Observability 360
Posts
The $1m Line of Code!

The $1m Line of Code!

Sumo Logic's $0 Ingestion Fees | oTel Adopts Profiling

John Hayes
March 21, 2024

Welcome to Edition #13 of the Newsletter!

Cost management continues to be one of the dominant themes in observability this year and it figures prominently in this edition. Our headline story features some amazing examples of minor errors that have resulted in huge bills.

There are also two major OpenTelemetry stories. Even though the proposal for CNCF Graduation is a procedural milestone, in practical terms, it is probably not as significant as the adoption of profiling as a telemetry signal.

The observability market may be expanding, but the competition amongst full-stack vendors is hotting up. We cover the latest moves by Chronosphere and Sumo Logic in the battle for market share.

Feedback

We love to hear your feedback. Let us know how we are doing at:

[email protected]

https://twitter.com/TheObsGuy

NEWS

The $1m Lines Of Code!

Most of us have experienced the anguish of bill shock at some point. Being hit with a huge bill for mobile roaming charges on return from your holiday or getting a penalty notice for an inadvertent motoring infringement that happened weeks back. Those are just small pinpricks though, compared to the 50,000 volts of financial burn felt by companies mentioned in this transcript of a scintillating talk by Erik Peterson, CEO of CloudZero. He argues, persuasively, that engineering decisions are buying decisions. In the case mentioned in the headline, a decision to turn on one section of debug code led to vast volumes of logs being emitted and racking up over $1m in costs.
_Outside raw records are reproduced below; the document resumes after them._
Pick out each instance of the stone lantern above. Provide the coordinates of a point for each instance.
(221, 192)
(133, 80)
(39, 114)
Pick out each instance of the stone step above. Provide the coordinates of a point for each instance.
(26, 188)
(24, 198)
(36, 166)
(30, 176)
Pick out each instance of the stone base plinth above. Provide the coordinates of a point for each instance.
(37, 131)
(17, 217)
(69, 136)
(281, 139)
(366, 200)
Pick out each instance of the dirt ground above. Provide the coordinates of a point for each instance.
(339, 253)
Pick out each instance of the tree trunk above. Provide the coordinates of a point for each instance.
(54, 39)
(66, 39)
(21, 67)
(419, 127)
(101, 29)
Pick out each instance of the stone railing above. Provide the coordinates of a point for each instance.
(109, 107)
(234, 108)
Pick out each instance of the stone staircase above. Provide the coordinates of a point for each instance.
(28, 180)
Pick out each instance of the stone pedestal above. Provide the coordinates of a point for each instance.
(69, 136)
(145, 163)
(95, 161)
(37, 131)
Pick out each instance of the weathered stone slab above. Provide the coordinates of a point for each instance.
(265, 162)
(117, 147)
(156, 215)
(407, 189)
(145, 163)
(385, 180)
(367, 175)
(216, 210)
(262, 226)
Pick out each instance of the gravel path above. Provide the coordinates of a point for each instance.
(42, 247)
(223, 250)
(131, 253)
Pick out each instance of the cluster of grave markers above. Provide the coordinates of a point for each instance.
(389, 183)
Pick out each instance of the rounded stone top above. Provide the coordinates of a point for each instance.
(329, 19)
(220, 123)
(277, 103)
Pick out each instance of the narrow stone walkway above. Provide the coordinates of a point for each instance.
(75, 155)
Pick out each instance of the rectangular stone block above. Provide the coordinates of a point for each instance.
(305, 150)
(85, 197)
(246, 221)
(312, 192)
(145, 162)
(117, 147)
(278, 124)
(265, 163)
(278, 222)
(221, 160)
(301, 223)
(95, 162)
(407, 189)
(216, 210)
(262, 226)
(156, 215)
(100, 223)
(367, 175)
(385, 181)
These cautionary tales emphasise the point that successful observability practice requires a culture of collaboration across engineering terms - as well as highlighting the importance of a coherent overall observability strategy.

Chronosphere Bulk Up Again

Chronosphere have secured a further $116m in funding as they shape up to take on the major players at the top end of the full-stack observability market. The latest tranche of investment takes the value of the company up to a formidable $1.6bn. Having already developed a sophisticated core product and pulled off the strategic acquisition of the Calyptia platform, it would not be surprising to see a chunk of the new funds being spent on a marketing push. Indeed, they have already teamed up with Nike and are offering a voucher for custom Air Force Ones to prospective customers signing up for a 30 minute chat with a Chronosphere expert.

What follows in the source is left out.